Hawai‘i Electric Light Company invites the public to meetings next week to share its draft plan to modernize Hawai‘i Island’s power grid and seek input from the community.

Open houses will be held on Monday, July 31, in the Waiākea High cafeteria in Hilo and on Tuesday, Aug. 1, in the Council Chambers at the West Hawai‘i Civic Center in Kona.

Doors will open at 5:15 p.m.

Company representatives will present an overview of the plan at 6 p.m., followed by a question-and-answer session.

“Hawai‘i Electric Light has been effectively integrating renewable energy on our isolated island grid for many years, using innovative solutions to safely bring on more renewables while maintaining grid stability and reliable service,” said Jay Ignacio, Hawai‘i Electric Light president. “Since 2009, we’ve increased our renewable percentage from 30 to more than 54%, the highest in the state.
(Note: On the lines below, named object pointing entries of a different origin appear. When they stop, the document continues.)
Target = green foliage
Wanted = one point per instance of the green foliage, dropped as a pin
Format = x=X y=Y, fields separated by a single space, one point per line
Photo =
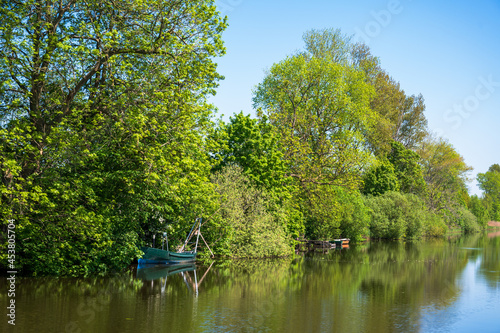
x=333 y=212
x=320 y=109
x=445 y=173
x=254 y=146
x=103 y=117
x=477 y=208
x=489 y=182
x=407 y=169
x=380 y=178
x=467 y=221
x=249 y=222
x=396 y=215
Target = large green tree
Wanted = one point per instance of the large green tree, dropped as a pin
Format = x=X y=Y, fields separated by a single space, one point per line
x=489 y=182
x=103 y=109
x=321 y=110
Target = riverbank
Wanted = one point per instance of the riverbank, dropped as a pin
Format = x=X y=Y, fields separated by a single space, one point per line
x=494 y=224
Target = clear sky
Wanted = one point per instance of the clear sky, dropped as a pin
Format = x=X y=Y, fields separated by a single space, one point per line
x=449 y=51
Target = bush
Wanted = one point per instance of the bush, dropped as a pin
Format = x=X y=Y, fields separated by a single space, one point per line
x=249 y=222
x=333 y=212
x=395 y=215
x=467 y=221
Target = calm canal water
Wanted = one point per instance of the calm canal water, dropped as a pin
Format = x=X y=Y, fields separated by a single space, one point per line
x=429 y=286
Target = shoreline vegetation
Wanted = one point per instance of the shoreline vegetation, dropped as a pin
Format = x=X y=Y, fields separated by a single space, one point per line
x=107 y=140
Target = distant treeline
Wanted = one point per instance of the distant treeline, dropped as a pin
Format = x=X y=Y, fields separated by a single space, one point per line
x=107 y=138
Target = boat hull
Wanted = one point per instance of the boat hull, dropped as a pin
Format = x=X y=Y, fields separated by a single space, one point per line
x=154 y=256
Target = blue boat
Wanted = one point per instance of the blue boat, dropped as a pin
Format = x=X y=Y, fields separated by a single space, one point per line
x=154 y=256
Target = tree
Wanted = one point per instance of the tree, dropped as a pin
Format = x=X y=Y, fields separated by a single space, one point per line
x=103 y=111
x=248 y=223
x=489 y=182
x=320 y=109
x=407 y=169
x=254 y=146
x=380 y=178
x=445 y=173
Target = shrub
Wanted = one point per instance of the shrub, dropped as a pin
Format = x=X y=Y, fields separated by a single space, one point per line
x=248 y=220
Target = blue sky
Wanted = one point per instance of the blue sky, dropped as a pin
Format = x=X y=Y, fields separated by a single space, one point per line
x=449 y=51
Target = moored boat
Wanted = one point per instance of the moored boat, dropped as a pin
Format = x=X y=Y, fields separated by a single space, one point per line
x=154 y=256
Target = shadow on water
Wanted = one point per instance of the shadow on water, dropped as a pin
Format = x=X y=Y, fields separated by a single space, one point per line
x=377 y=287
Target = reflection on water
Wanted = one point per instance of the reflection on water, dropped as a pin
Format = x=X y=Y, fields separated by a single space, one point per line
x=429 y=286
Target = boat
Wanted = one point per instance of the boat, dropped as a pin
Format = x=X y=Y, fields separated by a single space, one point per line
x=154 y=256
x=341 y=243
x=151 y=272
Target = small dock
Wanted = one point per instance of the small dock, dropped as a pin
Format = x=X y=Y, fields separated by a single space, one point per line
x=316 y=245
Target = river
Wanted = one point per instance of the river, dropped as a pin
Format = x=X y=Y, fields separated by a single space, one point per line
x=445 y=285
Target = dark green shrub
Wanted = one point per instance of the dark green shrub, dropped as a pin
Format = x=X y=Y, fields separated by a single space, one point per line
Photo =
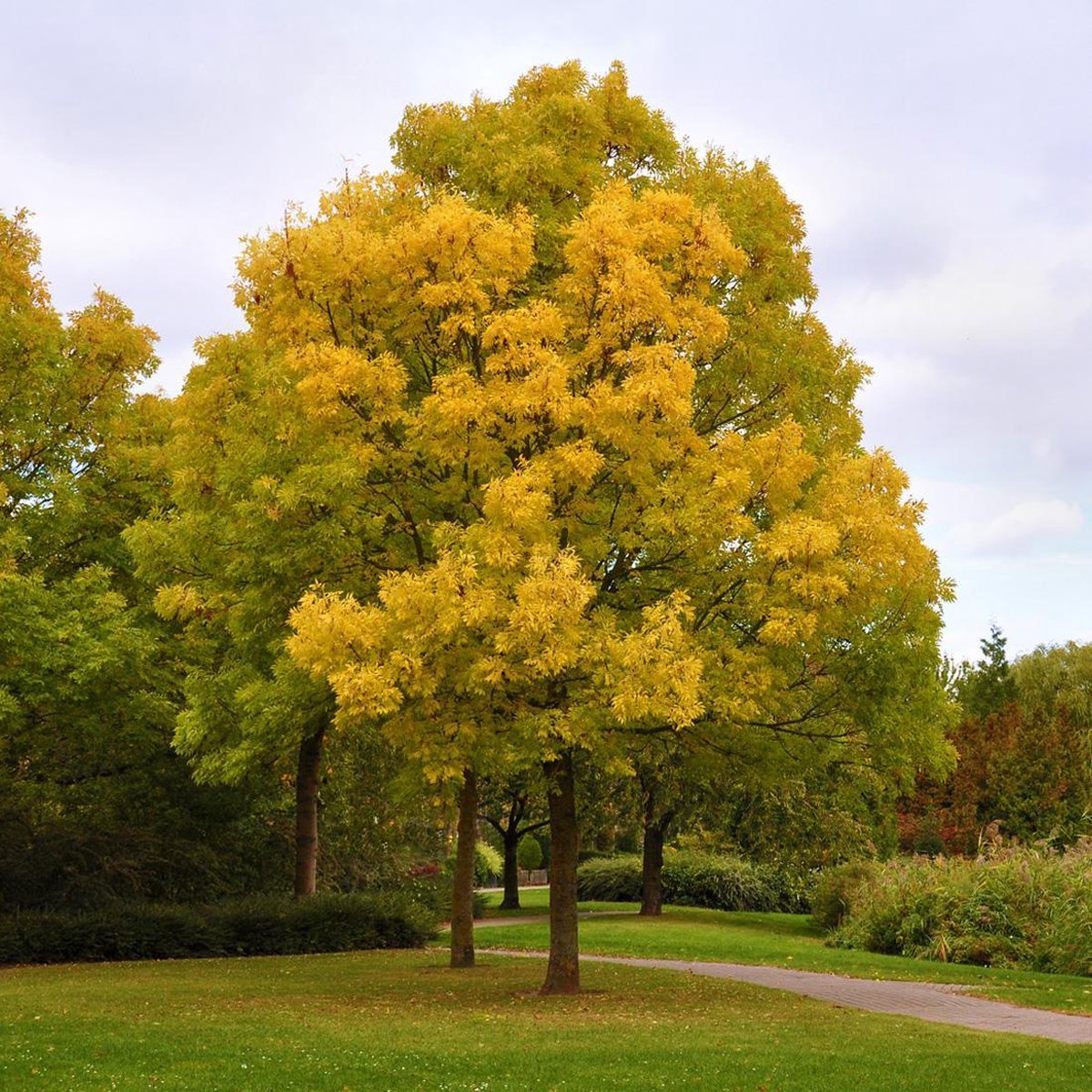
x=489 y=864
x=258 y=926
x=610 y=879
x=716 y=882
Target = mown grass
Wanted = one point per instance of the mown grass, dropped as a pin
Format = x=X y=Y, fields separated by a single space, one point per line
x=402 y=1020
x=778 y=940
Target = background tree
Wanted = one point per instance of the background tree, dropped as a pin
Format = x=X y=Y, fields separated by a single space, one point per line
x=1025 y=754
x=513 y=806
x=96 y=805
x=257 y=512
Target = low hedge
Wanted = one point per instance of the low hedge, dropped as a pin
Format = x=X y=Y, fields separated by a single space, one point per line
x=257 y=926
x=716 y=882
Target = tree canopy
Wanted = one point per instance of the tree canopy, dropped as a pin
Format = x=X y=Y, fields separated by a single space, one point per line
x=593 y=396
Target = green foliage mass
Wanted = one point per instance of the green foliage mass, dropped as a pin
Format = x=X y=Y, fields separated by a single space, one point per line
x=530 y=853
x=716 y=882
x=1024 y=909
x=256 y=926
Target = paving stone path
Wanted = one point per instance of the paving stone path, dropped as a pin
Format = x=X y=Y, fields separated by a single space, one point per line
x=940 y=1004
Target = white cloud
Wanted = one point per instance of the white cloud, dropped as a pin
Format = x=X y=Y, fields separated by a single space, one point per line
x=1021 y=528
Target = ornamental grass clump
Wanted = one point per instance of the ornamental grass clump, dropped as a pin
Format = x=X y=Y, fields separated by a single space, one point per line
x=715 y=882
x=1024 y=907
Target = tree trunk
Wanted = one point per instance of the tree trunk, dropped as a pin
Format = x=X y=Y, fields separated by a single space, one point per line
x=652 y=868
x=511 y=900
x=462 y=900
x=562 y=975
x=308 y=768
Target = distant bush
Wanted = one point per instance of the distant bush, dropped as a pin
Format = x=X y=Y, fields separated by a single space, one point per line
x=840 y=889
x=610 y=879
x=258 y=926
x=718 y=882
x=529 y=853
x=1024 y=907
x=489 y=864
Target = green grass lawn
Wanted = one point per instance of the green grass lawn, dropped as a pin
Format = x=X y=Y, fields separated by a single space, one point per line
x=778 y=940
x=402 y=1020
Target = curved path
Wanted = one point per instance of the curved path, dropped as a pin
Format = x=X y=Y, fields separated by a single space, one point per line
x=940 y=1004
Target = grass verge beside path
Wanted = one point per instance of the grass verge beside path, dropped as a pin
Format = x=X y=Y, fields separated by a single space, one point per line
x=778 y=940
x=402 y=1020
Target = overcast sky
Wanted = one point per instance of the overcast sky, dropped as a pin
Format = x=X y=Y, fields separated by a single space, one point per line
x=942 y=152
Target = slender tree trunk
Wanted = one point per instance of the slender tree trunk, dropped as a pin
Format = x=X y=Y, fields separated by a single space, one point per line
x=308 y=767
x=562 y=975
x=462 y=900
x=511 y=900
x=652 y=868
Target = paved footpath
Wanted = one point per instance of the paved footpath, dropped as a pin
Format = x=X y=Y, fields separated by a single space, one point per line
x=942 y=1004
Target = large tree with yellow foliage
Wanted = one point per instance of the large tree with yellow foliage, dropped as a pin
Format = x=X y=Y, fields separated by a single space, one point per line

To make the jump to 100%, we need to make the grid even better, stronger and smarter.”


The draft Grid Modernization Strategy filed with the Public Utilities Commission (PUC) in June describes the scope and estimated $205 million cost to update the energy networks of Hawaiian Electric, Maui Electric and Hawaiʻi Electric Light over the next six years.


The plan aims to help bring on more renewable resources like private rooftop solar, increase reliability, and give customers new choices to control their energy use.
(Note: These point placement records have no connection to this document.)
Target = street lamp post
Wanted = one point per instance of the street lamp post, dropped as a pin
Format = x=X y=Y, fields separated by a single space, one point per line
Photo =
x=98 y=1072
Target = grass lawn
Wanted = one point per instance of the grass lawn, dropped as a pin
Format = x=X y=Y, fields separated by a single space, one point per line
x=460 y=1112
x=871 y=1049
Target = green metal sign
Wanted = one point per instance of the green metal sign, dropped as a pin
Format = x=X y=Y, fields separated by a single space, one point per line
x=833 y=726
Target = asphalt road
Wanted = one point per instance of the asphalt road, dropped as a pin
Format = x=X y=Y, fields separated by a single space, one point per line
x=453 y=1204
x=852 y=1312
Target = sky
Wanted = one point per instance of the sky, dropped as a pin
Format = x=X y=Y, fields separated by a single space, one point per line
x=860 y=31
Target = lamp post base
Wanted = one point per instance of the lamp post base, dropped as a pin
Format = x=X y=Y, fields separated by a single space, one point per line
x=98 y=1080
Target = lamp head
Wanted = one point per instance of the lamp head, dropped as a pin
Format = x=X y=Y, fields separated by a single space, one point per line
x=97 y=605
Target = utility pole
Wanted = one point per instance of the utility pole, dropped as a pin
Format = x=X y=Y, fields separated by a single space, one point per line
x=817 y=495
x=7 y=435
Highlights of this near-term work include:

  • Distribution of smart meters strategically rather than system-wide, i.e., to customers with private rooftop solar on saturated circuits; and customers interested in demand response programs, variable rates or who seek usage data;
  • Reliance on advanced inverter technology to enable greater rooftop solar adoption;
  • Expanded use of voltage management tools, especially on circuits with heavy solar penetration to maximize circuit capacities for private rooftop solar and other customer resources;
  • Expanded use of sensors and automated controls at substations and neighborhood circuits;
  • Enhanced outage management and notification technology.

Public comments gathered from this meeting and others held on Maui and O‘ahu will be included in the final plan to be submitted to the PUC at the end of August.


The draft plan and related documents are available online.

Public comments on the plan can be submitted to [email protected] until Aug. 9, 2017.